The answer is maybe -- but considering the range of questions you're raising, probably not. It may be time to hire an experienced installer of ventilation equipment.
The most common way of sizing ventilation systems and establishing a ventilation rate is to meet the requirements of ASHRAE 62.2.
Exhaust-only ventilation systems do not necessarily require passive air inlets.
Here is some more information on these topics:
https://www.greenbuildingadvisor.com/green-basics/ventilation
https://www.greenbuildingadvisor.com/blogs/dept/musings/designing-good-ventilation-system
Martin,
Let me rephrase my last question. I've studied all the ventilation info on GBA as well as other sites on line and know what I want to achieve but I don't have a full compliment of test equipment. I have installed woodworking dust collection equipment and understand duct sizing, estimating cfm based on diameter, run length, bends, etc. When it is installed, if it collects most of the dust I know it works but, without test equipment, can one do a reasonable job on an HRV or does it need to be perfectly balanced to perform well? In the second link above, you gave this advice: "2. In your own home, experiment with lower ventilation rates by adjusting the programming of your ventilation equipment. If you have no complaints — no condensation on your windows during the winter, no mold, no stuffiness, and no smelly-sock odors — you're okay." so I guess you're saying that I could play it by trial and error?
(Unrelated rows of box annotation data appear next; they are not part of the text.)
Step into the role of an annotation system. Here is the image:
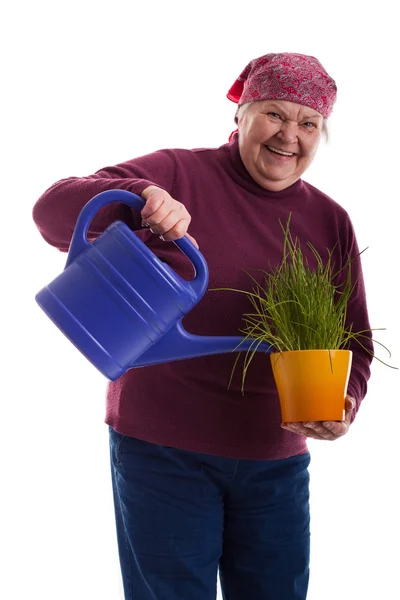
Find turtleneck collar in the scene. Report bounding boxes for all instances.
[220,133,303,199]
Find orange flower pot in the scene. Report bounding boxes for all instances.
[270,350,353,423]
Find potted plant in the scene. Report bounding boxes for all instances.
[214,216,395,422]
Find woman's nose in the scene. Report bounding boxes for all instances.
[277,121,297,144]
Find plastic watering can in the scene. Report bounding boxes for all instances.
[36,190,271,381]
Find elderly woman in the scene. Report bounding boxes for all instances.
[33,54,372,600]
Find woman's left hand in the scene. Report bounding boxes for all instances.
[281,396,356,441]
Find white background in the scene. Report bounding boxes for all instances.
[0,0,400,600]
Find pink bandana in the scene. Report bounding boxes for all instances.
[227,52,336,118]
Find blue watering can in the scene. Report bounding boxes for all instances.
[36,190,271,381]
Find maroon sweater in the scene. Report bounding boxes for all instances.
[33,135,372,459]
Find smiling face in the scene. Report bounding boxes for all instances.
[238,100,324,192]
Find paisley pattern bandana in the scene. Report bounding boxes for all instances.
[227,52,337,118]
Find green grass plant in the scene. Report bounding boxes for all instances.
[214,216,393,390]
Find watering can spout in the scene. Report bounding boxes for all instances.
[132,321,272,368]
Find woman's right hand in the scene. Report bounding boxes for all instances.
[141,185,199,248]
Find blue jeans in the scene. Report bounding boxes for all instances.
[110,427,310,600]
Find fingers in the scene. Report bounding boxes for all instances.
[281,421,349,441]
[141,186,199,247]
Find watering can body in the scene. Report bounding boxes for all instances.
[36,190,270,381]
Regarding exhaust only systems, if one doesn't install make up air ducts, how effective is the system if one does achieve a really tight house, like in the 1 to 2 or so ACH range? Wouldn't I want to control where the air is coming from?
Donald,
1. If it's your own house, you need to (a) meet code, and (b) install a ventilation system that meets your family's needs. Your liability (for a ventilation system that doesn't comply with ASHRAE 62.2, for example) is less than if you were a builder selling homes with bad ventilation equipment. So, go with trial and error, if you want. But the closer you are to ASHRAE 62.2, the better.
2. If you want to control where the air is coming from, install an HRV.
3. Concerning passive air ducts -- I'll cut and paste my answer to a previous questioner:
"Let's consider a 2,550 square foot house with 2.3 ACH @ 50 pa. The house has an envelope surface area of 6,732 square feet. The Equivalent Leakage Area of the infiltration and exfiltration leaks is 128 square inches.
So this "tight" house already has envelope leaks equivalent to 32 fresh air vents (each of which provides 4 square inches of ventilation). So are 3 or 4 of these devices going to make much of a difference? No -- they are just going to irritate the occupants.
In other words, even this theoretically "tight" house already has plenty of random leaks — more than enough to provide makeup air for the exhaust fans."
Donald,
A house in the 1-2 ACH50 range will have an Effective Leakage Area (which is the accepted US standard at 4 Pa, as opposed to the Canadian Equivalent Leakage Area at 10 Pa) of about 1.25 in² per 100 sf of surface area. This is a house much too tight for natural ventilation and I would say also too tight to rely on leaks for fresh air intake.
Martin is a non-believer in passive fresh air inlets, but I am a strong advocate of them in tight houses with exhaust-only ventilation (which is the only system I've ever used in my super-insulated homes).
Three things are required of an effective ventilation system:
1) exhaust air from moisture and pollution sources, including baths, kitchen and laundry
2) provide fresh air to those places that most need it, including bedrooms, office and living areas
3) move sufficient air to maintain good indoor air quality and keep relative humidity below 40%
In a 2400 sf home, assuming 8' ceilings, you would need to move 80 cfm continuously or the equivalent intermittently to maintain 0.25 ACH. Two efficient bathroom exhaust fans can handle that load. I wire Pansonic WhisperLites in parallel with a short-term timer in the bathrooms and a 24-hour programmable timer preset for an average of 0.25 ACH. You may find you can get by with less, but I would start there.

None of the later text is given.